Mengingat dinas tak ada uang, akhirnya meminjam secara udunan keada para pengusaha mitra dinas PUPR Sumedang.
Persoalan tersebut terungkap dalam sidang yang disampaikan saksi terdakwa, Asep Darajat sebagai PPK dalam proyek Jalan Keboncau-Kudangwangi Sumedang tahun 2019.
Sidang yang dipimpin oleh Ketua Majelis Hakim Dodong Iman Rusdani di Ruang Sidang III Soerjadi, Pengadilan Tindak Pidana Korupsi, Bandung Rabu (30/11) itu, juga menghadirkan saksi terdakwa
Heru Heryanto, selaku Dirut PT MMS.
Dalam sidang yang dimulai pukul 13.30 WIB tersebut, terlihat Jaksa Penuntut Umum (JPU) bertanya kepada
Asep Darajat.
Pertanyaan JPU, diantaranya perihal mekanisme penyedia jasa konsultasi perencanaan dan pengawasan.
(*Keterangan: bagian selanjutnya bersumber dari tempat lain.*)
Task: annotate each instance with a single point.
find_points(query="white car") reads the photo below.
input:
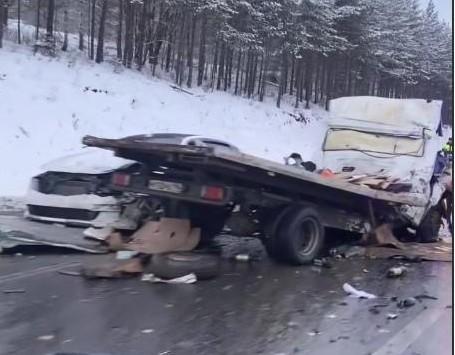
(74, 190)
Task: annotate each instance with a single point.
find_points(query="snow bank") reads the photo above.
(47, 105)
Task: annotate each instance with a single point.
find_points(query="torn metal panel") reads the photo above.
(166, 235)
(395, 112)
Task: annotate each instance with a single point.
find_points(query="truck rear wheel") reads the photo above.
(299, 238)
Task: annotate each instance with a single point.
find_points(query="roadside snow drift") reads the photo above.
(47, 106)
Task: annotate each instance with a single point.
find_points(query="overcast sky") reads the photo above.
(444, 8)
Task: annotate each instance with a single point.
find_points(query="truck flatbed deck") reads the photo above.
(247, 166)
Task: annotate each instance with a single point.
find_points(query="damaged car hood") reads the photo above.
(88, 161)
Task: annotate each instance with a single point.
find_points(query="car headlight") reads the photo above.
(34, 184)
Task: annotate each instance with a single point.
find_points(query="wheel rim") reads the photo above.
(309, 233)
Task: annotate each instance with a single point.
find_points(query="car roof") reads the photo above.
(170, 138)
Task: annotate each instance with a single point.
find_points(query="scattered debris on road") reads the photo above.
(407, 302)
(392, 316)
(425, 297)
(357, 293)
(113, 269)
(14, 291)
(69, 272)
(187, 279)
(396, 272)
(46, 337)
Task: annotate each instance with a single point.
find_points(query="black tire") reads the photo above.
(210, 219)
(270, 231)
(300, 237)
(428, 231)
(172, 265)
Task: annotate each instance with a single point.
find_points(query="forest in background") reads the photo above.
(302, 51)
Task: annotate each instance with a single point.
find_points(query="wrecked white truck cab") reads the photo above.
(396, 138)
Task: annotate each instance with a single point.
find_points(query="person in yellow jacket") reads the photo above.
(448, 147)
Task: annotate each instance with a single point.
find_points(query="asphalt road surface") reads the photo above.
(252, 308)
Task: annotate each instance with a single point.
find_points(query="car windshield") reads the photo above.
(349, 139)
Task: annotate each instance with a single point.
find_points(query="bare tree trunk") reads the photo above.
(65, 27)
(191, 51)
(308, 80)
(19, 21)
(37, 19)
(298, 81)
(202, 43)
(140, 40)
(5, 12)
(261, 71)
(291, 81)
(316, 82)
(119, 29)
(128, 47)
(253, 77)
(282, 88)
(330, 80)
(237, 74)
(221, 66)
(169, 52)
(100, 44)
(264, 75)
(241, 74)
(2, 14)
(92, 29)
(50, 19)
(214, 66)
(81, 26)
(228, 80)
(180, 50)
(247, 72)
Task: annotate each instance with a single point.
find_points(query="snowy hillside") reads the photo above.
(47, 105)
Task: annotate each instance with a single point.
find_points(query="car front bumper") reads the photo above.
(79, 210)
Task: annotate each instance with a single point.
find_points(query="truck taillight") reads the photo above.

Bahkan, hakim meminta penjelasan dari saksi terdakwa terkait proses lelang dan keterlibatannya dalam pengujian bersama BPK RI perwakilan Jawa Barat.
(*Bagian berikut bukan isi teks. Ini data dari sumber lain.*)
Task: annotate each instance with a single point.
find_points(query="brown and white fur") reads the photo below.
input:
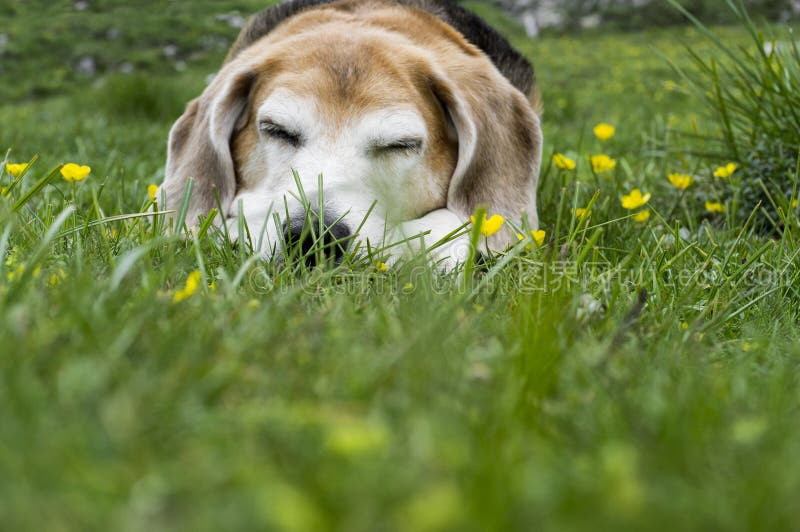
(388, 100)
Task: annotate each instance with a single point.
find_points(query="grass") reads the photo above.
(623, 375)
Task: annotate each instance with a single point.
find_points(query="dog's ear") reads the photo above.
(199, 144)
(499, 143)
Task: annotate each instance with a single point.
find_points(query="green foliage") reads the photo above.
(632, 15)
(752, 93)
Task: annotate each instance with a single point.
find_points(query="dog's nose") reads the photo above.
(311, 241)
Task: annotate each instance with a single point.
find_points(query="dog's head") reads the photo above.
(389, 105)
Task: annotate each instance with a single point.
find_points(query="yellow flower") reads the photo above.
(73, 172)
(16, 170)
(563, 162)
(726, 171)
(491, 225)
(635, 199)
(602, 163)
(192, 283)
(581, 213)
(538, 237)
(680, 181)
(604, 131)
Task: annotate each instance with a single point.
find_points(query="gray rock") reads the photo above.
(234, 20)
(87, 66)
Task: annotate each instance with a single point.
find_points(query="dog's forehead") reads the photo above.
(345, 74)
(304, 112)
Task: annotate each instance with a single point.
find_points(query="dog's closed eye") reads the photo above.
(397, 146)
(280, 133)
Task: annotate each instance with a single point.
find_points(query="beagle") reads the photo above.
(414, 112)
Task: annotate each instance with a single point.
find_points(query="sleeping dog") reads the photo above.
(414, 111)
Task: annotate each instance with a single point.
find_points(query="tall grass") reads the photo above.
(752, 95)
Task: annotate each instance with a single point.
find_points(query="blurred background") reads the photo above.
(47, 46)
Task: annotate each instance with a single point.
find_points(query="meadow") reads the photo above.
(630, 371)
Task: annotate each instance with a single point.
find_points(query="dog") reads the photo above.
(413, 112)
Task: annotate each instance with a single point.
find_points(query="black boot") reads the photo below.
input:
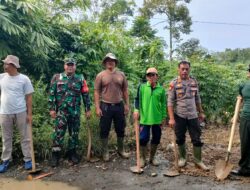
(73, 156)
(55, 158)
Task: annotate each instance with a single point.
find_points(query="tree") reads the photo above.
(177, 17)
(141, 28)
(112, 11)
(22, 24)
(190, 48)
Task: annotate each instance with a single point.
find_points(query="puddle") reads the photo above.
(11, 184)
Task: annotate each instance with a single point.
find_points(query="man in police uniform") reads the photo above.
(65, 94)
(244, 129)
(183, 103)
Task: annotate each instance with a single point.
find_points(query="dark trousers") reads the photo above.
(193, 127)
(63, 122)
(245, 143)
(145, 134)
(112, 112)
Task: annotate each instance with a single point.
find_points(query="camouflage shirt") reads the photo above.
(65, 93)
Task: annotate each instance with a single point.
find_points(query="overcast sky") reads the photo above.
(216, 37)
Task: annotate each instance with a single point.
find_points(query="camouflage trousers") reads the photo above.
(62, 123)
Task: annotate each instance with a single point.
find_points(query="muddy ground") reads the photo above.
(116, 173)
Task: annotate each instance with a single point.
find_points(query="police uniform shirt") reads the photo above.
(183, 95)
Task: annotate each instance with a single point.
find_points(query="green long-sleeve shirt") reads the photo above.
(151, 104)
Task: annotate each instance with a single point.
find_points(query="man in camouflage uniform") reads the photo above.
(183, 95)
(65, 94)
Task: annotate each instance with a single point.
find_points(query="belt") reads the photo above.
(112, 104)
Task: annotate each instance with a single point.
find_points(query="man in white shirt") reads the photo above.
(15, 110)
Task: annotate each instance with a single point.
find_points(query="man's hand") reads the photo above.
(171, 123)
(163, 123)
(29, 119)
(136, 116)
(88, 114)
(202, 116)
(98, 112)
(126, 109)
(52, 114)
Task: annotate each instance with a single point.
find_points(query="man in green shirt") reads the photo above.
(150, 107)
(244, 163)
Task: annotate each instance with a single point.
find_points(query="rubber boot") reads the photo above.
(197, 158)
(143, 153)
(120, 145)
(73, 156)
(55, 158)
(182, 155)
(105, 151)
(152, 158)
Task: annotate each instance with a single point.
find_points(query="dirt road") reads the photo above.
(116, 174)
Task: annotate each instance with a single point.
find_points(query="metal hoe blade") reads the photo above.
(135, 169)
(222, 169)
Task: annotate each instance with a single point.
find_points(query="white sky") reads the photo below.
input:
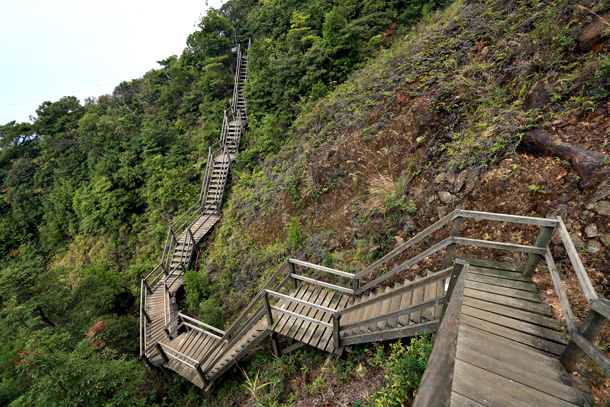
(55, 48)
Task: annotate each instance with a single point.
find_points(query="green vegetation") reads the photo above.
(404, 369)
(329, 173)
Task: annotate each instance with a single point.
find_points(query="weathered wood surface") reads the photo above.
(506, 351)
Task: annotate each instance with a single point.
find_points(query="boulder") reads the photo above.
(601, 207)
(538, 96)
(591, 231)
(593, 33)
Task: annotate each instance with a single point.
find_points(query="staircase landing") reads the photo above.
(500, 345)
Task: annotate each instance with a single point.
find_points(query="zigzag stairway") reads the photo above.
(496, 342)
Asep terlihat lancar menjawab setiap pertanyaan yang dilontarkan JPU kendati sedikit grogi.
Pertanyaan JPU mengarah pada sejak kapan kenal dengan Usep Saepudin yang diketahui sebagai pelaksana dari PT. MMS.
“Saya kenal Mang Usep sudah lama. Karena memang Mang Usep sudah sering menggerjakan proyek-proyek di Sumedang,” ujar dia seraya berucap beban pekerjaan sebagai PPK dalam proyek di Sumedang terbilang volumenya tinggi.
Dalam kesempatan itu, Asep berucap jika dirinya tahu Usep yang akrab disapa Mang Usep dalam proyek itu sebagai pelaksana.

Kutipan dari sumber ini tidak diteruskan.